Thunder is clapping, and you will be too when you experience the near-perfect nail-biter short Flint, directed by Chris Oz McIntosh. It’s all coming down tonight at the Wood Hill Home for unruly boys, as young Scotty (Owen Trumbly) has a knife and has run out the door into the woods. The head of the program, Eric (P.J. Sosko), insists on going after Scotty alone, leaving the other counselors to look for Terrence (Dash Mellrose), another boy who went missing earlier.
We then jump flash to daylight over a month ago, to when Scotty’s parents, Casey (Todd Jenkins) and Lisa (Becky Bartlett), dropped him off at Wood Hill per court orders. Scotty had beaten a classmate bloody and then punched the cop who tried to intervene. Eric tells Scotty about the indigenous creation legend of the twin brothers, Sapling and Flint. Sapling was all things growing in the spring and summer, while Flint was all things destructive throughout fall and winter. Eric says it is his job to try to get the Flint out of Scotty.
We then flash forward back to the woods, where Eric finds Scotty making slices into his own arm…
We can talk for days about how well Jacob Leighton Burns shot this, with highly stylized lighting applied to naturalistic settings in a precise way to darken the atmosphere. We could also have long discussions about how masterful Sosko’s performance is here, as he is a paragon of true villainy. Trumbly also impresses mightily, expertly riding a range that goes from repressed to rage. We would conclude that director McIntosh wrangles all these elements into the thirty-minute cinema symphony that is Flint.
“…Scotty had beaten a classmate bloody and then punched the cop who tried to intervene.”
All of that is well and good, but it doesn’t even scratch the surface of the greatness here. Paramount above all else is McIntosh’s magic with the razor, as his skill set as an editor is unmatched, even among record holders like Jonas Åkerlund.

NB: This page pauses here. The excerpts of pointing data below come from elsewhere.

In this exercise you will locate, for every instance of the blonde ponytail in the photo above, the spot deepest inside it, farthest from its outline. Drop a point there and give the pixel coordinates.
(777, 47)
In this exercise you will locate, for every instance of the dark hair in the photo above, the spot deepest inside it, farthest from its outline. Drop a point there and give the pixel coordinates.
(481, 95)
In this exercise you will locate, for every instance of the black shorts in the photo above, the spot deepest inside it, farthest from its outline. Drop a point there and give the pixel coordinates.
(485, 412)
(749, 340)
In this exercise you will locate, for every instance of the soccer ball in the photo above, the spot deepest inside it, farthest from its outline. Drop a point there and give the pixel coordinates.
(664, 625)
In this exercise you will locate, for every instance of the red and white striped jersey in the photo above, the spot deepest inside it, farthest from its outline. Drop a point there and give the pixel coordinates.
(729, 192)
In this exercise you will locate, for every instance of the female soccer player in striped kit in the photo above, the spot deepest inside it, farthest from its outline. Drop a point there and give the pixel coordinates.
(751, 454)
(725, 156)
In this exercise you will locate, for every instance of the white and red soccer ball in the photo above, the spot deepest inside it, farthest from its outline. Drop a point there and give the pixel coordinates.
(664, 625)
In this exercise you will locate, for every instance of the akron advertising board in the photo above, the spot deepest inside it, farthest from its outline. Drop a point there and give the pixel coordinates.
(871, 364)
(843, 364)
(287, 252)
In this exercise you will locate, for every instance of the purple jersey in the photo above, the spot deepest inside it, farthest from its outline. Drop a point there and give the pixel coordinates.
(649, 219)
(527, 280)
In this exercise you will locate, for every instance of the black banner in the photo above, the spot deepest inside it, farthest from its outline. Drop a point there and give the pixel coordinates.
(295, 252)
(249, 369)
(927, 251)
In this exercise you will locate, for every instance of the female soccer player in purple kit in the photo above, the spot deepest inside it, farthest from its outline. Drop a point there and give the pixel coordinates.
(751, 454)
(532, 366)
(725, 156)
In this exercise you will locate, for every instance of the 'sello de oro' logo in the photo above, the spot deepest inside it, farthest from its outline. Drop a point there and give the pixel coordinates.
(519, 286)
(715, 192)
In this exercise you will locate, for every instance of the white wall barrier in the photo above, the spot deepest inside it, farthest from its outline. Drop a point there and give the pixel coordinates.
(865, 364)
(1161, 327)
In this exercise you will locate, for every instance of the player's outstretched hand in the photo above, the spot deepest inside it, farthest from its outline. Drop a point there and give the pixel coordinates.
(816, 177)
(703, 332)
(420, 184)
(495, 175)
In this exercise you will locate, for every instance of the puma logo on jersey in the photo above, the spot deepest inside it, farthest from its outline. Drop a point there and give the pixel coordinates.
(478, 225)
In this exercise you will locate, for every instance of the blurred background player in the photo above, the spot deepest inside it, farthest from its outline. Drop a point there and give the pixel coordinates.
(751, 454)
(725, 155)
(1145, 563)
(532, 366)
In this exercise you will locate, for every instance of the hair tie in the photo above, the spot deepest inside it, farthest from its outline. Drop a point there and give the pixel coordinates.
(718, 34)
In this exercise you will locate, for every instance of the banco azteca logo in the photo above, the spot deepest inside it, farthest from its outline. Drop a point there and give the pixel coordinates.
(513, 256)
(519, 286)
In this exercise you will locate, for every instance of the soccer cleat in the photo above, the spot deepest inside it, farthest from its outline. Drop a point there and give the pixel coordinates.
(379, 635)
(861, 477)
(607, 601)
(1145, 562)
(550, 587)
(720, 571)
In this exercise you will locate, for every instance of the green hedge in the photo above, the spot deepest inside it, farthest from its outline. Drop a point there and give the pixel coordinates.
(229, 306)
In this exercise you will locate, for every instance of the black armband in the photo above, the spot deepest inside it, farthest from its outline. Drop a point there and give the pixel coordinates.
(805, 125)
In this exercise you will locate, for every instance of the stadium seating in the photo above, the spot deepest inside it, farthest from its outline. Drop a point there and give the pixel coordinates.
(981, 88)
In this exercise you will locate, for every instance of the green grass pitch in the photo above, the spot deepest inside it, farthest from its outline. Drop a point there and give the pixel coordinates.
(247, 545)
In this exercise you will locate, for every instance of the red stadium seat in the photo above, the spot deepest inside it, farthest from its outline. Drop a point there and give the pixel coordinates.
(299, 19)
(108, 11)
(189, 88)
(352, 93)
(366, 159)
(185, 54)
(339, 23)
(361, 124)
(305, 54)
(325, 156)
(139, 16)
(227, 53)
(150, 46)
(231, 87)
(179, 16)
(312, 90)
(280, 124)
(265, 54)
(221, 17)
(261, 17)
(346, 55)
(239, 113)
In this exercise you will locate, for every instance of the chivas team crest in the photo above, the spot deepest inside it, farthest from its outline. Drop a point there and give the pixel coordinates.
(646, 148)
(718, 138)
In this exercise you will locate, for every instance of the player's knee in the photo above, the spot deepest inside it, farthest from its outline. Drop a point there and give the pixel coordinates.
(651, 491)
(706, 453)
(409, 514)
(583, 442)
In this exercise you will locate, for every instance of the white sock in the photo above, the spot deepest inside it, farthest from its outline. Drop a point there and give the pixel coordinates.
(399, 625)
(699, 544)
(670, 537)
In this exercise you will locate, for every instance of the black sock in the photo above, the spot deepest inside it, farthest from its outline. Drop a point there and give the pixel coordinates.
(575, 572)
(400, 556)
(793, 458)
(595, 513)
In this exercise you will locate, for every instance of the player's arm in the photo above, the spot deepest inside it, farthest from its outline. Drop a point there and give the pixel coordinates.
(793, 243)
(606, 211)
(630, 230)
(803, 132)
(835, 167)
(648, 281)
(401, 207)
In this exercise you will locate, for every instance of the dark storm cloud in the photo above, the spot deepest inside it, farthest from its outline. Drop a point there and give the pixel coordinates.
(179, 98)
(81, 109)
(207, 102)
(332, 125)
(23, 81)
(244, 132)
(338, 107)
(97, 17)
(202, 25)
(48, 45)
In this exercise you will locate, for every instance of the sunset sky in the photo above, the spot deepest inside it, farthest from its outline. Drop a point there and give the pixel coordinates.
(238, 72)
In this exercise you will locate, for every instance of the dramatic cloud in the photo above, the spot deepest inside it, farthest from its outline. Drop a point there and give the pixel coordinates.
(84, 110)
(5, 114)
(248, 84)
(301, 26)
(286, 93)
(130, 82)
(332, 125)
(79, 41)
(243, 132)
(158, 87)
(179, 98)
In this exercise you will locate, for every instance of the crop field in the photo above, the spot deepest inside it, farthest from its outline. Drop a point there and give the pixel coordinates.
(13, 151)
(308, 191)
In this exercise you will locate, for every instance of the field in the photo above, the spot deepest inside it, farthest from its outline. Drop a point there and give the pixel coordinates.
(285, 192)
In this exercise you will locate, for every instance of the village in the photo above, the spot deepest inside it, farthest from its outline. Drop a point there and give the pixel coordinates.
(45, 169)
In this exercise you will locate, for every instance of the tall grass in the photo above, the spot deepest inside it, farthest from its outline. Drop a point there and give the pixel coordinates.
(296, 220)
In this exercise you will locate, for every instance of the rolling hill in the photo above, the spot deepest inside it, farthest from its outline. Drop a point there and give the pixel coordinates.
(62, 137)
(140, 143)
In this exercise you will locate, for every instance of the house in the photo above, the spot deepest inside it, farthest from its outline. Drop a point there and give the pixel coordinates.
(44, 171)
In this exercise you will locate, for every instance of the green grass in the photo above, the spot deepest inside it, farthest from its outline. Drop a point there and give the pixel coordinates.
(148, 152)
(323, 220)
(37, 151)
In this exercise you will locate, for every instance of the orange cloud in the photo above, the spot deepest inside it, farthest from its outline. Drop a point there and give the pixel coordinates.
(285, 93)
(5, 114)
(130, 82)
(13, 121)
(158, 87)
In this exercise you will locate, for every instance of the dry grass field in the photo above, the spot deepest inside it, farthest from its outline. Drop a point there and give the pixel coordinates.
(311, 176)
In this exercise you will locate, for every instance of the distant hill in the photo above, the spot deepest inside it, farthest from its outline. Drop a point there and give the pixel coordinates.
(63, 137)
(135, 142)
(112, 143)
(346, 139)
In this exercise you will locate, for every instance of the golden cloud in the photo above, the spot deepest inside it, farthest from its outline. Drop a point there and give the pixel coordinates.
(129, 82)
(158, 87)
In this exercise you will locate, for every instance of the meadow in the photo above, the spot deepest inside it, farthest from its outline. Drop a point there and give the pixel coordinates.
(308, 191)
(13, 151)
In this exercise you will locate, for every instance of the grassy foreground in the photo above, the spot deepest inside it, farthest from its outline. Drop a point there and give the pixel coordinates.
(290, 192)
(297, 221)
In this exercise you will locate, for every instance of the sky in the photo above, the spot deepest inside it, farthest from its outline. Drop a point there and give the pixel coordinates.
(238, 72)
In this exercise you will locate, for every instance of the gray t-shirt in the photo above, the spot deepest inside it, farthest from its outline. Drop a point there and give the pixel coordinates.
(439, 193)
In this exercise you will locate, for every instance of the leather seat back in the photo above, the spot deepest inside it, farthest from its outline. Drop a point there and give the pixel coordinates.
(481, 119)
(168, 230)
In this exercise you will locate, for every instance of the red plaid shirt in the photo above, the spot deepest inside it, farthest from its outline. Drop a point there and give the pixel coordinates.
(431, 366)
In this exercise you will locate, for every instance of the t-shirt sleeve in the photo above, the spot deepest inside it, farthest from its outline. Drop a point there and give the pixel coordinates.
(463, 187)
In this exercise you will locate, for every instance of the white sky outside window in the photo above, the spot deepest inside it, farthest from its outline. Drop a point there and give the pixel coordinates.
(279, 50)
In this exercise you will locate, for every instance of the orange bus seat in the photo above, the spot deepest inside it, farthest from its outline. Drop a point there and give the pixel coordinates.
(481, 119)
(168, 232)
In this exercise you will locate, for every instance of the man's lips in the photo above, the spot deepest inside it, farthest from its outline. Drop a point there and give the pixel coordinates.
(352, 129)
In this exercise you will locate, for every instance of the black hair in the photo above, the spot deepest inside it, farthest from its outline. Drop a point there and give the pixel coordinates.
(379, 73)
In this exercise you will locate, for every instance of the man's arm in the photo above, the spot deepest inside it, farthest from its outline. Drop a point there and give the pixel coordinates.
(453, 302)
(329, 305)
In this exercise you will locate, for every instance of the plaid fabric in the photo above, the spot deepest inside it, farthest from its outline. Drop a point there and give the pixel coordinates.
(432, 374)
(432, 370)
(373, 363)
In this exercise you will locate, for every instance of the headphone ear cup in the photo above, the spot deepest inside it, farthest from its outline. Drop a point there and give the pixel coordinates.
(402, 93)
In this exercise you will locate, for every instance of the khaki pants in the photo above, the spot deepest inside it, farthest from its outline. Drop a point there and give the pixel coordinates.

The opening scene’s alchemy of cuts instantly draws the viewer’s attention, with its alternating simmering exterior shots of the group home, intercut with laser-fast sequences of all Hell breaking loose and rolling for the door.
Aspiring filmmakers should study this opening sequence, as it shows the kind of dynamic start needed for a strong film. Once watched, hopefully, no film will ever start with someone waking up in the morning again. There is also an amazing section where several scenes of brutality are lined up to match the shot, showing the passage of time through the beat of repeated abuse. I was hoping for another feat of editing flourish in the finale for a trifecta, but the path taken didn’t call for one.
I respect the direction that McIntosh took instead of a cathartic release, as we are still dealing with youth behavior centers torturing children. If you don’t live with the daily consequences of having survived or living with someone who survived these abuse camps, Flint will give you a touch of the heat of the inferno this topic sparks. As close to cinema perfection as we dare get.
"…As close to cinema perfection as we dare get."